This was true even before the recent events.  There is added security at the #1 most popular mall in Kuwait, but there is nothing in place to ensure that large bombs can't be brought into their underground parking lots.  Metal detectors aren't the answer, but sniffer detection dogs are and mall owners should start considering them as an option.  I try to avoid times when there are large amounts of people in the mall.
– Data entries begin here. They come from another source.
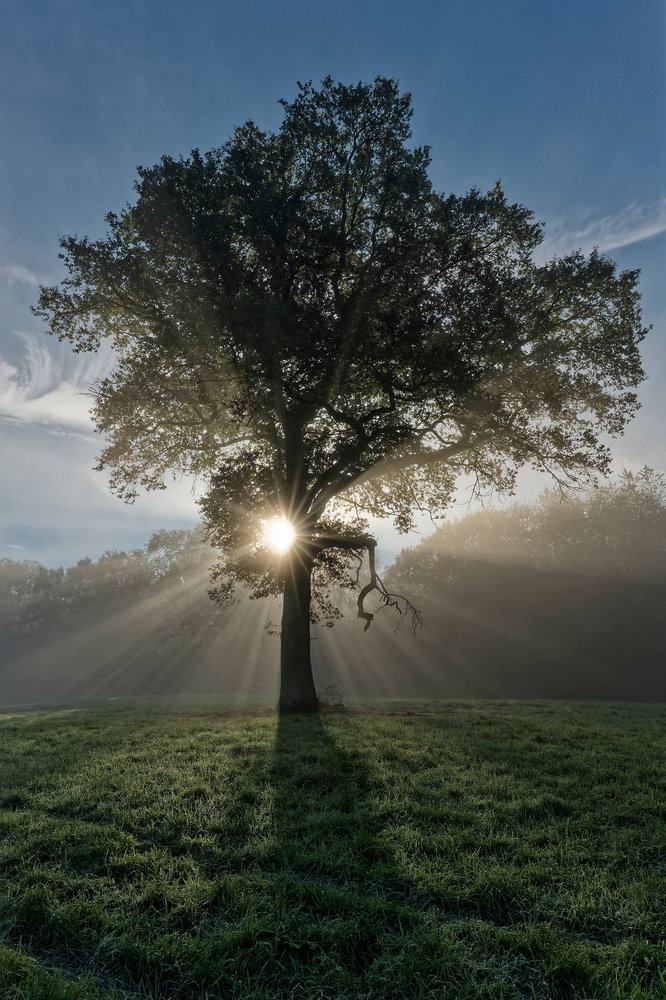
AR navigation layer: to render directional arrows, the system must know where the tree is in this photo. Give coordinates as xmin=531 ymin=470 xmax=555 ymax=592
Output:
xmin=36 ymin=77 xmax=644 ymax=711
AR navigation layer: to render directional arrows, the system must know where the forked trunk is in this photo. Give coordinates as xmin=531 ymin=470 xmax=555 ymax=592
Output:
xmin=279 ymin=553 xmax=318 ymax=715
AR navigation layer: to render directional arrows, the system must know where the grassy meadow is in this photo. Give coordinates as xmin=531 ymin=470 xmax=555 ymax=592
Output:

It is never a good idea; from someone with a knife (or a bomb)  to someone with the flu - I don't need to be that close to anyone.

 c)   My concern is real and I feel uneasy

It is a real concern because now this recent attack has shown the vulnerability of security in Kuwait.  There are holes - just like there were prior to 9/11 in the States.  The age of innocence is gone.  

 d)   I will think twice now before attending places frequented by expats

I always think twice, but any time something terrible happens, it just deepens my caution.

 e)   I do not feel threatened by the attack at all, it can happen anywhere

It can happen anywhere, but in my almost 20-years in Kuwait, I've learned to be vigilant.  You have to be.  Don't wear your big American flag T-shirt, for example.  Know your surroundings.  Have a "plan B".  And for your own sake - make friends with Kuwaitis because in a real emergency, they may be the only people who can help you.

 f)   My family and I are so affected we are thinking of leaving Kuwait

I disagree with this statement.  My family here consists of 2 dogs, 1 parrot, and 5 goats,  We are all just fine here.

 g) Another attack like this and we will definitely leave the region

My mother is in her 80's.  I don't know if I want to put HER through the stress, but I feel fine about staying.  I love Kuwait and feel safe here overall.